LONDON.- On Monday 1 October, the
Institute of Contemporary Arts will hold their Annual Friends of the Institute of Contemporary Arts Dinner, in honour of American activist Chelsea Manning.
This invite-only event will be preceded by a public Q&A hosted by the ICA at the Royal Institution, in which Chelsea Manning will address the rise of artificial intelligence; the state of the data economy and the role of algorithms and AI in public policy; the role of digital technologies in creating more transparency and democracy, from Panama Papers to Snowden, but also undermining democracy, like Cambridge Analytica; and her role in supporting J20 defendants and as advocate for LGBTQ+ rights.

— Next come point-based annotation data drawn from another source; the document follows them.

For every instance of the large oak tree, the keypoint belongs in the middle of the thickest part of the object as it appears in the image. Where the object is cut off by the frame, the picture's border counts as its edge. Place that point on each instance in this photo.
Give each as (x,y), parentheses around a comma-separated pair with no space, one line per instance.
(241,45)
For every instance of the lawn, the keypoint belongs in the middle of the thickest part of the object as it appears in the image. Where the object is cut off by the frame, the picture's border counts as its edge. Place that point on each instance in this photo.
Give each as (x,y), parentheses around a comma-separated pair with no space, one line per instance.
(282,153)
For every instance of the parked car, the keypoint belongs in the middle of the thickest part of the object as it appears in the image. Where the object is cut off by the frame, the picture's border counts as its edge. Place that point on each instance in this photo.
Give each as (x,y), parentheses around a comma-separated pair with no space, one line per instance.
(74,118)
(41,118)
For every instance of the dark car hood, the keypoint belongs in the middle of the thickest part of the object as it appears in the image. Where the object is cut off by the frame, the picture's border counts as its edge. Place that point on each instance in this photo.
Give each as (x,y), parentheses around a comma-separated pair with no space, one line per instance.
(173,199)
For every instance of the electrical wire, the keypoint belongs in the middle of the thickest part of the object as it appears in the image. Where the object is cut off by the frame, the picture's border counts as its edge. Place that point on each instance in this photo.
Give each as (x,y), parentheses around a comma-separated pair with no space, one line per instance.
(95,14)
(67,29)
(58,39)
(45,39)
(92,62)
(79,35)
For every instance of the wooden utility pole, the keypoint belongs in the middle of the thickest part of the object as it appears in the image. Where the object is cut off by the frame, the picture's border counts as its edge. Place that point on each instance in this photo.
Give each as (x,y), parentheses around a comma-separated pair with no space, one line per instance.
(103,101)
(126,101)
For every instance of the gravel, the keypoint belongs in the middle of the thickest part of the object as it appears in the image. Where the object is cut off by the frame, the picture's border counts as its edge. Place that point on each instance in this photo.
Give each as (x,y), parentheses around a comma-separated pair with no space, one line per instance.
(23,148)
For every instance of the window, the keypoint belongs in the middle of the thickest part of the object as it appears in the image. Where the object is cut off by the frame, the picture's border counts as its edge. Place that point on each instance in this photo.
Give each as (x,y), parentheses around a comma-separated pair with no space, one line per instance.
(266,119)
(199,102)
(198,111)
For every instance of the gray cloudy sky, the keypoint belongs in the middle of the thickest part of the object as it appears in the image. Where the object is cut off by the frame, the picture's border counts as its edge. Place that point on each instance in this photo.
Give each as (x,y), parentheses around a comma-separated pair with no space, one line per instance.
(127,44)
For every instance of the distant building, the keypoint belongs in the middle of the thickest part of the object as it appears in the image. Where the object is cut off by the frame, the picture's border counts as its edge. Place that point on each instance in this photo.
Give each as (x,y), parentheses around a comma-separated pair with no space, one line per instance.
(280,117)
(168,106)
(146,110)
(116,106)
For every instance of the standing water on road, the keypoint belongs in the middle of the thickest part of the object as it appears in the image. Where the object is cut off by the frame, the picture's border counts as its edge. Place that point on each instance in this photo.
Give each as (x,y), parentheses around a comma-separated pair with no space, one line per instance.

This is the second Friends Dinner, established in 2017 by the ICAs new Director Stefan Kalmár to pay tribute to a global public figure aligning with the historic mission as well as the current work of the Institute.
Stefan Kalmár says: The ICA has, for 70 years, worked consistently to expand our idea of contemporary artistic practice. Recent exhibitions such as Counter Investigations by Forensic Architecture, the upcoming survey exhibition by Metahaven, the premiere of Laura Poitras Academy Award winning documentary Citizenfour and accompanying Q&A with Edward Snowden all represent vital artistic engagements with some of the most pressing issues of our time. Honouring Chelsea Manning in todays media and political landscape will, I hope, show that the power of an individual can change the world through bravery, courage, determination and vision. We could not be happier to welcome Chelsea to London and to the Institute of Contemporary Arts.
Chelsea E. Manning is a technologist and network security expert. She speaks on the social, technological and economic ramifications of Artificial Intelligence, and on the practical applications of machine learning. She is a vocal advocate for government transparency and queer and transgender rights. Manning worked as an intelligence analyst for the U.S. Department of Defense, where she disclosed classified documents to the public that revealed human rights abuses and corruption connected to the U.S. wars in Iraq and Afghanistan. Upon being sentenced to 35 years for leaking government documents, an unprecedented amount of time for whistleblowers, she publicly identified as a trans woman and asserted her legal rights to medical therapy. After serving seven years in military prison, President Barack Obama commuted her sentence to time served. She was released in 2017.